Twenty-four Community Living clients who participate in the organization’s direct support services programs received the gift of life-changing technology. During an event held at the Community Living offices in St. Peters, the individuals were presented with over $14,000 worth of technology devices, including iPads and iPhones, laptops, desktop computers, tablets and Google Chromebooks. The items were purchased through Community Living’s Technology Fund, which was established in 2016 to provide assistive and adaptive technology devices to individuals with disabilities that are served by Community Living. In recent months, Community Living issued a call for applications, giving clients the chance to apply to receive the devices.

“For our clients, these devices represent life-changing tools with the power to enhance life and job skills, make communication easier and provide an endless array of educational opportunities,” said Christine Rutherford, Director of Development. “We are truly thrilled to be able to use dollars contributed to our Technology Fund to provide this array of tech items to our clients that need them most.”

Funds raised for this initiative were generated in a variety of ways, including the receipt of a grant from the St. Charles Rotary Club and donations received from Give STL Day, a spring mail appeal and by donors attending Community Living’s 2016 Legacy Ball gala event. Last year, donations from the Technology Fund were used to purchase technology devices for a handful of clients, with a portion of funds being set aside for the recent call for applications. A total of 24 applications were received and Community Living was able to grant each of the requests.
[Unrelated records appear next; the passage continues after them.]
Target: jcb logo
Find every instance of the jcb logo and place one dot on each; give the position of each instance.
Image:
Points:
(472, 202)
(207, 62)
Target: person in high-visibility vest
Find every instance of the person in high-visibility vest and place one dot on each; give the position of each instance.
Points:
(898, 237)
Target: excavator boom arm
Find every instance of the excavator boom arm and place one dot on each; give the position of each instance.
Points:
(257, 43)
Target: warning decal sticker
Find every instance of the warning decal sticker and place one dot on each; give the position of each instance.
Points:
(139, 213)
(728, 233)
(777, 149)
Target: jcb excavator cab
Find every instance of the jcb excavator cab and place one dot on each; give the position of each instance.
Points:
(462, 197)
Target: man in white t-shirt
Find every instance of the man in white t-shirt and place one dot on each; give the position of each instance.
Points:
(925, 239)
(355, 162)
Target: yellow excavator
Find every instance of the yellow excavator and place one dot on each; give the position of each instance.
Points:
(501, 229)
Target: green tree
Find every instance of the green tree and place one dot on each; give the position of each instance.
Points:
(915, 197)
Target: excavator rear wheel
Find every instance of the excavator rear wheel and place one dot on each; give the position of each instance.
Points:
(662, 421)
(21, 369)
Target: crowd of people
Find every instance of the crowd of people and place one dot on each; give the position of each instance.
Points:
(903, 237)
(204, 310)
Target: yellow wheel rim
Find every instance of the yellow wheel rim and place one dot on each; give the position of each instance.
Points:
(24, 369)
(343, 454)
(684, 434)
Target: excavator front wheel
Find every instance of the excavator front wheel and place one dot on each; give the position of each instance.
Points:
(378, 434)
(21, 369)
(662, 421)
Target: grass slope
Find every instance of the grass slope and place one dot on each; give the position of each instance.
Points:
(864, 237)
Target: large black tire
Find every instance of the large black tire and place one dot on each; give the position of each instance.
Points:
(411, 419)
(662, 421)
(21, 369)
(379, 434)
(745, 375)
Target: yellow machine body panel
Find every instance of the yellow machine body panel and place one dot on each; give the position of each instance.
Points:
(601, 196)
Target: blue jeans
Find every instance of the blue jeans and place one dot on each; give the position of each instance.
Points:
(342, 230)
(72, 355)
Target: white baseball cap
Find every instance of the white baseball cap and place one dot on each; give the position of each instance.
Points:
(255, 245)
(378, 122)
Among the clients receiving technology devices during the event was 13-year-old Elijah Rutherford, a participant in Community Living’s SOAR (Social Opportunities and Recreation) program, which provides year-round enrichment and social activities for teens with developmental disabilities.
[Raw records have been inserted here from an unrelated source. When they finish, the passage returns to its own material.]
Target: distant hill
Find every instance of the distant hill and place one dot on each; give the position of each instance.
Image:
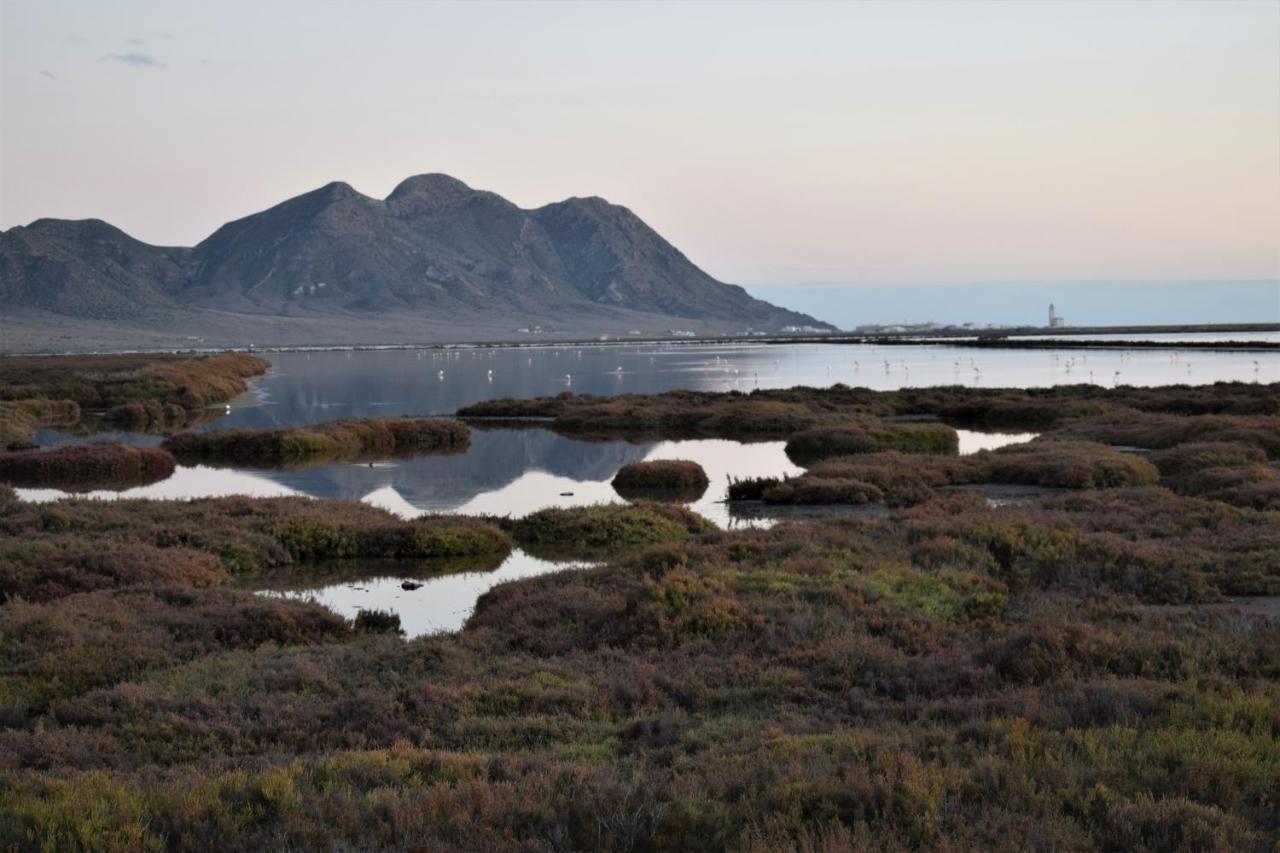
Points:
(434, 249)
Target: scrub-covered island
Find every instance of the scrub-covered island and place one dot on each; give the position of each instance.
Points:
(924, 664)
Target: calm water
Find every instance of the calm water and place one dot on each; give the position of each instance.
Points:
(515, 471)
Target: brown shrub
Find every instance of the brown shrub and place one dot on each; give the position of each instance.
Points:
(662, 479)
(1063, 464)
(83, 468)
(816, 445)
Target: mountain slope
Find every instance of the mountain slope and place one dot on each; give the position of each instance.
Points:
(87, 268)
(433, 247)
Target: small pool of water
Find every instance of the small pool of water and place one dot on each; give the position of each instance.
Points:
(504, 473)
(440, 603)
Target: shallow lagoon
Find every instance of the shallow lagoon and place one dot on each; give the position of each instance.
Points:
(515, 471)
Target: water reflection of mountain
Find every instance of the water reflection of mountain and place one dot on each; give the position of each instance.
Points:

Elijah, who struggles with writing, received a Google Chromebook with a speech-to-text feature designed to help him complete written school assignments more quickly, allowing him to keep up with his peers when computers aren’t accessible in the classroom. Fellow SOAR participant 17-year-old Antwan Johnson was also the recipient of an electronic device at the event. Recently accepted into the Adult Life Preparation Program at St. Charles Community College, Antwan received a laptop that can be used in class and at home for school assignments. Also receiving a device at the event was Jana Uldrych. Jana is legally blind and utilizes Community Living’s Independent Living Assistance services. After her computer broke a couple of years ago, Jana was unable to afford to purchase another computer with vision software designed to help her read independently. Following the event, she is now the owner of a new laptop computer which features the vision software she needs.
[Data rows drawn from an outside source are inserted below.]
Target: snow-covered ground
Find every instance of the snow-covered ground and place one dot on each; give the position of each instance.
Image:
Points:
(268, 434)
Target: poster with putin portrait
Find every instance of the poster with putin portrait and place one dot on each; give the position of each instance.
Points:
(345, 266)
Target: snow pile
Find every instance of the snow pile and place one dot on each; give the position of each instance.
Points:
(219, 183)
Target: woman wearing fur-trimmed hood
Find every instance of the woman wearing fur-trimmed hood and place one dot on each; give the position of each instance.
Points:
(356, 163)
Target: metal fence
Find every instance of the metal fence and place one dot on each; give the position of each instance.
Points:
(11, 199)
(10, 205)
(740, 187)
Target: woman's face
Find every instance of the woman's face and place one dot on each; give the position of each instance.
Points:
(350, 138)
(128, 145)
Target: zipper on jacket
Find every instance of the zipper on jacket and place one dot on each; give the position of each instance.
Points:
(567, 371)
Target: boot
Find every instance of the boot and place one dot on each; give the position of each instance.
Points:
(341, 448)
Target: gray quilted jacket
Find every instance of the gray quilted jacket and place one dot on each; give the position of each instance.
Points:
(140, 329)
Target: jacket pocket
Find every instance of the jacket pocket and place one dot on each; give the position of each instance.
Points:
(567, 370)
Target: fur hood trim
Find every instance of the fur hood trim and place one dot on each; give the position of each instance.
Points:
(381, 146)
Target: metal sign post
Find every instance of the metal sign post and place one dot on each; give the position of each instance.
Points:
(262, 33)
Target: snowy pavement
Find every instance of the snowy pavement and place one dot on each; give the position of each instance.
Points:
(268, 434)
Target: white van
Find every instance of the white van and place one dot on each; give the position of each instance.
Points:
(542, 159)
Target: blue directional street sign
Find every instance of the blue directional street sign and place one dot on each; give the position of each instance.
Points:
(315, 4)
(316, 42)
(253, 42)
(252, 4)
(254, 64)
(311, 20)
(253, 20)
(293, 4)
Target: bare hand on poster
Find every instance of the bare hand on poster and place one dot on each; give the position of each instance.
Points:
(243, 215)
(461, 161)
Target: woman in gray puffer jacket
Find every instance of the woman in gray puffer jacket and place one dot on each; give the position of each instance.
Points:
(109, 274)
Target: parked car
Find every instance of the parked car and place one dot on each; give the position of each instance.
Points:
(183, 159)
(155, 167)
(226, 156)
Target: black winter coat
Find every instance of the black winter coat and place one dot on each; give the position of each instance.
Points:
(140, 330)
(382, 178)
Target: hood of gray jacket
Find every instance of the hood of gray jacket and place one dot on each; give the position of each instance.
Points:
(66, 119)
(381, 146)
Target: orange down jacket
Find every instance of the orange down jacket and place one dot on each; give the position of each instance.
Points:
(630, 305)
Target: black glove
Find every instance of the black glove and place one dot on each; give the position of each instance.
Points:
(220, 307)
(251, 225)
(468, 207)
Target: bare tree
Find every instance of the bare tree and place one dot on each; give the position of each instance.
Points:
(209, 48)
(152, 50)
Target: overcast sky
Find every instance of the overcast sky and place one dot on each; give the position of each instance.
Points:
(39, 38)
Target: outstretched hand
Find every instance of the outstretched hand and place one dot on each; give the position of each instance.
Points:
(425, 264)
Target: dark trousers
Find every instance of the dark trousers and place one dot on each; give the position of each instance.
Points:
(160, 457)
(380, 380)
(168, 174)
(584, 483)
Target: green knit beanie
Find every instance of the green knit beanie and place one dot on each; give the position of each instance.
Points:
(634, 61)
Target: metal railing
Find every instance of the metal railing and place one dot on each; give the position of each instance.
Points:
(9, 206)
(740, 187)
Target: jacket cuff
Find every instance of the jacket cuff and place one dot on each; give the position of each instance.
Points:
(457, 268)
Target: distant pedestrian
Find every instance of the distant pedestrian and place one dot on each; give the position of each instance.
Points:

“So many of us view technology as simply a way to do our work or to stay connected to friends and family,” said Barb Griffith, President and CEO. “But, for the individuals who received devices, technology is a critical part of life, and something that they truly rely on.”

Community Living participant Mike Wood is a recent technology device recipient whose life was changed after he received an iPad Air through Community Living’s Technology Fund last fall. When the fund was initially established, Mike was among the first clients to receive a tech device. Mike has severe autism and is also non-verbal, and he was getting frustrated with his inability to communicate. His speech therapist recommended the use of an iPad Air with Proloquo2Go symbol-supported communication to help him “speak.” The technology, which would have been tough for Mike to afford on his own, has opened up a new world of possibilities for communication. In less than a year, Mike has learned how to operate the iPad and has familiarized himself with symbols that help him communicate. He has progressed quickly, and is now able to differentiate between yes and no responses and can combine symbols to communicate his opinions, wants and needs.

“Mike is all smiles when he’s using this technology to speak,” said Cindy Borgerding, Individual Program Coordinator for Community Living. “It’s awe-inspiring to watch how proud he is of himself and how far he’s come as he works to increase his communications skills.”